Adding isPowerOf2 to BinaryInteger

Thank you for the math fun, Jordan~ Didn't think this topic would have such a deep dive with so much fun.

1 Like

You can. I suspect it'll be slower though.

The idea behind switching on trailingZeroBitCount is to make it straightforward for the optimizer to use a lookup table instead of evaluating each condition one by one.

1 Like

Is trailingZeroBitCount guaranteed to have any particular behavior when called on 0?

I notice that it returns bitWidth for the standard library fixed-width integer types, but can we count on that?

• • •

Also, as much fun as it is to discuss potential implementation optimizations, I think we’ve reached a general agreement on isPower(of:).

Is this ready to move forward as a proposal?

Yes, the computed property trailingZeroBitCount calls cttz intrinsic, which defines the behaviour on 0 input.

Agree that for now, it is more important to determine the public interface, and make sure it includes sufficient information to optimize the most common use case (i.e., is power of 2).
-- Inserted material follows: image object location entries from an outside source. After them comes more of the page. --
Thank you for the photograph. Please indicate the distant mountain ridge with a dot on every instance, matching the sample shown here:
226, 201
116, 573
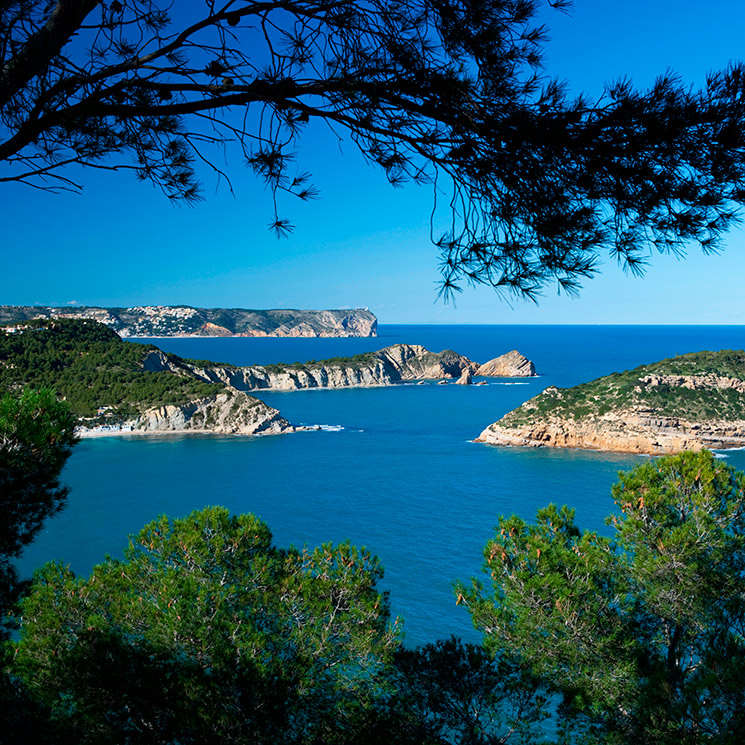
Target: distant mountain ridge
688, 402
161, 320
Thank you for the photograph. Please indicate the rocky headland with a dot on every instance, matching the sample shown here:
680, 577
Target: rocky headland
689, 402
159, 320
117, 387
231, 412
399, 363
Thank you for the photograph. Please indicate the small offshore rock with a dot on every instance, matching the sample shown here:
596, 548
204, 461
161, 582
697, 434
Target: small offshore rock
510, 365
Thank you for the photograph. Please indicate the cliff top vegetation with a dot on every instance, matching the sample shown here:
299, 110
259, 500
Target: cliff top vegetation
656, 387
100, 376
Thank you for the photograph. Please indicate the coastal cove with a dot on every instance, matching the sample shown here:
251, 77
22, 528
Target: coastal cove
394, 469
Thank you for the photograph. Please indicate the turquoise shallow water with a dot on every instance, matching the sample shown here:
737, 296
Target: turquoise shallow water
396, 471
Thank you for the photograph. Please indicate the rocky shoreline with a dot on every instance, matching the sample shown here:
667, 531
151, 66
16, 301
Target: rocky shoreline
235, 412
653, 410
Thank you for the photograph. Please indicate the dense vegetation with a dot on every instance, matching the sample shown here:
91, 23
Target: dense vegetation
354, 362
205, 632
91, 368
621, 391
36, 438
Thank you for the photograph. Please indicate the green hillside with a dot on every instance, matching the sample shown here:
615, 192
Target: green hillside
89, 366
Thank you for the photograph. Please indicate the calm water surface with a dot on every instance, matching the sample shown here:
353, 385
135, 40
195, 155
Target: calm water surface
396, 471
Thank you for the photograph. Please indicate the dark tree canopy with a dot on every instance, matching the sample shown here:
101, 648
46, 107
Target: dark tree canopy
643, 633
446, 92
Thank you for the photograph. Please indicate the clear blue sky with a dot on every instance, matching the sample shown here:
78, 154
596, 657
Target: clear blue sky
364, 243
Any specific optimizations for inputs other than 2 can be done later on. Good to see that the isPower(of:) form receives a general favour from the community.

Let's wait for a bit longer (say till next week). If there is no strong negative feedback, I'd be happy to start a formal proposal then.

That does not answer my question. I am asking about future, unknown, potentially third-party, types which conform to BinaryInteger. Are they required to have any particular behavior for trailingZeroBitCount of zero?

Might a BigNum type return 0, or UInt.bitWidth, or some other value in this case?

How about a type conforming to FixedWidthInteger? Must it return Self.bitWidth? Is this documented anywhere?

1 Like

I don't see any explicit mention of it, but I don't think it makes sense to return anything else than bitWidth.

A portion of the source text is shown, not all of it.